2. In a large bowl, cream the softened butter and the sugar together using a hand held beater or a wooden spoon. Beat the mixture until all of the sugar is incorporated and the mixture is uniform.
3. Using a sharp knife, slice the vanilla pod lengthways and scrape out the seeds. Add the vanilla seeds to the bowl together with the egg yolks and combine well.
4.Add the flour, bicarbonate and salt and chocolate chip and mix just enough to make a dough. cover the dough and chill in the fridge for at least 30 minutes, preferably 2 hours and optimally, overnight.
5. Use a spoon to scoop the dough and roll to form ping pong sized balls. Rolling roughly will produce a cookie with organic, rough edges. Rolling neatly will give a neater, more uniformly round cookie. For extra ragged cookies, tear the ball of dough apart and put the dough back together with the torn sides outwards.
6. Place well apart on your lined baking sheet and bake at 180°C or 350°F for 10 minutes or until the edges turn golden brown but the cookies are still soft.
Allow them to cool slightly before transferring to a wire rack to cool completely.
Store in an air tight container for up to five days, if there are any left..
Notes
Finely milled wholegrain is well suited to this recipe but coarse flour will also work.

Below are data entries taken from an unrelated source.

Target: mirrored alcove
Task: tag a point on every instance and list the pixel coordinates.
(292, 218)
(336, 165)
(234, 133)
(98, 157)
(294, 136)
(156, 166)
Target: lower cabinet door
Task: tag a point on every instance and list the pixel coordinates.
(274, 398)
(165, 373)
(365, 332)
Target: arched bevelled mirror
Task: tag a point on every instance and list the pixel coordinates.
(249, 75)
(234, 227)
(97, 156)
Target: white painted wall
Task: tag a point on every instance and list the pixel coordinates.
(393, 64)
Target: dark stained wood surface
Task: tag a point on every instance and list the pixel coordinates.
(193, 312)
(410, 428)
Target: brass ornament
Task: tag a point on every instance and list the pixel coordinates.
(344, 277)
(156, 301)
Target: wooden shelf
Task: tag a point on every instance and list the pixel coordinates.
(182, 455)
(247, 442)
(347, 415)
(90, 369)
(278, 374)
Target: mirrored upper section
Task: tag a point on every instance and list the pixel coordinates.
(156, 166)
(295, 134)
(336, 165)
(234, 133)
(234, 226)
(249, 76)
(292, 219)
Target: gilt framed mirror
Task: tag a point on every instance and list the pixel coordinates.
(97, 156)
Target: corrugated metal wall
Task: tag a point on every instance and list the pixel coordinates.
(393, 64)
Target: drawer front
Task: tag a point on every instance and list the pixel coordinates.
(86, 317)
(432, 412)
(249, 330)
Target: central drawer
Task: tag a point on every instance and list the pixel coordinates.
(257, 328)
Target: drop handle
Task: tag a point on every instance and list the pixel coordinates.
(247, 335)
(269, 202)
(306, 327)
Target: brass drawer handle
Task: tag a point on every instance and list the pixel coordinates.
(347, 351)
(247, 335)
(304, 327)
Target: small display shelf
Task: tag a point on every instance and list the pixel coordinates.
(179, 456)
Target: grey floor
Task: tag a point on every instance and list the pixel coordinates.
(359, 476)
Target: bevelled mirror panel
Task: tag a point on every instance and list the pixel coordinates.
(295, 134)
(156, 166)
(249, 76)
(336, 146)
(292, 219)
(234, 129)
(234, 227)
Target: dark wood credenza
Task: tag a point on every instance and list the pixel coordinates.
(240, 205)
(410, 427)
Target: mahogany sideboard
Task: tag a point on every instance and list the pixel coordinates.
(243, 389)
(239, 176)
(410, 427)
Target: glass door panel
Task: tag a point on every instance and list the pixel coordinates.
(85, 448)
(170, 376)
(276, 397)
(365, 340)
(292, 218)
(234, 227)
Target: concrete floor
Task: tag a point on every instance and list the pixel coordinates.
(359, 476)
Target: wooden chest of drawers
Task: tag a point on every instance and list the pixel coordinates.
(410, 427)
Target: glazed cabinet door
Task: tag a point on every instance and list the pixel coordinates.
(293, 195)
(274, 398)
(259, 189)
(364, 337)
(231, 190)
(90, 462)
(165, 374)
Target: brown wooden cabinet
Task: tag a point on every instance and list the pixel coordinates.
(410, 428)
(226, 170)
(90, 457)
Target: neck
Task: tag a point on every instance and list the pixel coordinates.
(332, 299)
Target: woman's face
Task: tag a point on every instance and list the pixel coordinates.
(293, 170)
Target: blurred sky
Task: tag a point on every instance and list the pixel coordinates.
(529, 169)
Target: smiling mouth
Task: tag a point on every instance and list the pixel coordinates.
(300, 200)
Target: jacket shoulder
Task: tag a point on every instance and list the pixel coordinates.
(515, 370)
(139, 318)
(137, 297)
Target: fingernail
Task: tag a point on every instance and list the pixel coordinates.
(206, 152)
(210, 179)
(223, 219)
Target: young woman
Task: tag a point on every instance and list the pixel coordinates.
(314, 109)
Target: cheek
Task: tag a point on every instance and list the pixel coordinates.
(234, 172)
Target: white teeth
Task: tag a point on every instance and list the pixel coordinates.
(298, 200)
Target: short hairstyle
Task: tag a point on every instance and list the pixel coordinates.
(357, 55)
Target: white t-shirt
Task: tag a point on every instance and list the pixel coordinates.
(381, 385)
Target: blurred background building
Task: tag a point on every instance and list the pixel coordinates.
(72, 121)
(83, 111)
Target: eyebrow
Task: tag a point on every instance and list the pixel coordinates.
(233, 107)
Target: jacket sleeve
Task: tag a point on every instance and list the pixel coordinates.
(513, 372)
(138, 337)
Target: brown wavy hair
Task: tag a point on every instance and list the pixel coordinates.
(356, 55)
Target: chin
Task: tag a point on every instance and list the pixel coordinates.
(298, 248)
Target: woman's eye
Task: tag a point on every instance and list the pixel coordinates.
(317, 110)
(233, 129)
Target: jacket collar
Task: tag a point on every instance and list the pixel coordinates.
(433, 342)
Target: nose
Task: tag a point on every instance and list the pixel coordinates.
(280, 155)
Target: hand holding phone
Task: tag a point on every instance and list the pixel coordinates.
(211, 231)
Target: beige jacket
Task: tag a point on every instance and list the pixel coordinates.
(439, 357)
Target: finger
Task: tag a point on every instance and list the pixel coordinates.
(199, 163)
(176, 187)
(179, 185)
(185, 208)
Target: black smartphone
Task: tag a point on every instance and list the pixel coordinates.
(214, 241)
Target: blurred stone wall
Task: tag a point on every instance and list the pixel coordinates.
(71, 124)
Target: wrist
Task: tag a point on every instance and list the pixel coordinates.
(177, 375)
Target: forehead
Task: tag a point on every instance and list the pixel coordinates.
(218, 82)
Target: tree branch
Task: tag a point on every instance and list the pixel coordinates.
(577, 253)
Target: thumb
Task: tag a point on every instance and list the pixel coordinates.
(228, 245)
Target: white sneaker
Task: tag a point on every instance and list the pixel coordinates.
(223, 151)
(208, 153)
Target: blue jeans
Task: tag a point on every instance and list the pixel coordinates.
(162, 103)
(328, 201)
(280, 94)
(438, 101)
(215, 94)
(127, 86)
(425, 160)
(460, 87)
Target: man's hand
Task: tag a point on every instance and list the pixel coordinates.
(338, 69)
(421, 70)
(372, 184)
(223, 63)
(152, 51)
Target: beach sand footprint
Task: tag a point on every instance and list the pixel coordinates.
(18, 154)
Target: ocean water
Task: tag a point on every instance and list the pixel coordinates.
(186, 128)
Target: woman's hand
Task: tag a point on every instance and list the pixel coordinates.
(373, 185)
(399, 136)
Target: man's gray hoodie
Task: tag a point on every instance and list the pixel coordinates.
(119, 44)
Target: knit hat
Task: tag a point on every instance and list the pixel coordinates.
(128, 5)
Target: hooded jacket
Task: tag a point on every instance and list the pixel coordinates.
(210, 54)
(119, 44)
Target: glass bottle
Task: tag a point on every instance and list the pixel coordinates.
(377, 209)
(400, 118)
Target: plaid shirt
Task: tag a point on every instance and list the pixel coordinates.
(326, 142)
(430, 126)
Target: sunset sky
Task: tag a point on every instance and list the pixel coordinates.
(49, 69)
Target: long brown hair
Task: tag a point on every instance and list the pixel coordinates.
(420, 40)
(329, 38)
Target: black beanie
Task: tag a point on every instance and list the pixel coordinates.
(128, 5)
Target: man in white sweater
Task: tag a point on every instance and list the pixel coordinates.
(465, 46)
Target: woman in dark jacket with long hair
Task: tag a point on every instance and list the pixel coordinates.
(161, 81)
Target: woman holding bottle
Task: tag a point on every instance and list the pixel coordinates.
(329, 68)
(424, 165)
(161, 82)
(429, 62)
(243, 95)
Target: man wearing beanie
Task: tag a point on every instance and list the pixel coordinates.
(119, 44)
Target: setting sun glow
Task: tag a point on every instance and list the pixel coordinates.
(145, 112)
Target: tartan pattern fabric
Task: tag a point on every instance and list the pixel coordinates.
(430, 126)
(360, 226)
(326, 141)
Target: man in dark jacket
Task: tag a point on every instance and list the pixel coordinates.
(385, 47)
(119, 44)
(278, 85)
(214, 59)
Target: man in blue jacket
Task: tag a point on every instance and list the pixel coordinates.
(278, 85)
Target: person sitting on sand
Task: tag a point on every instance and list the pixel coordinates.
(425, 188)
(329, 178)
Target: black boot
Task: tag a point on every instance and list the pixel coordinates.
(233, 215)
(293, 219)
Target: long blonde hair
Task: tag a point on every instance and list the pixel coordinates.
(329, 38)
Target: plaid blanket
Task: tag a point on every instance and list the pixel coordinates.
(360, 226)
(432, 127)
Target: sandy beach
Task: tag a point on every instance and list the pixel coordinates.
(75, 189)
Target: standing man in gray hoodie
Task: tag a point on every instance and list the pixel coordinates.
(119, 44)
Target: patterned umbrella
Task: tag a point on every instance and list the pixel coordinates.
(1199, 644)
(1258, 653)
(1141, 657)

Chilling your dough will help your cookies to hold their shape better. It's so hard to wait, I know! But preparing your dough a few hours ahead and allowing it to chill will allow time for the flour to hydrate fully, making for a tender cookie. Allowing your dough to rest overnight will give it time for the enzymes to go to work, breaking down the carbohydrates so that they form more aromatic compounds. The longer the rest, the deeper the flavour!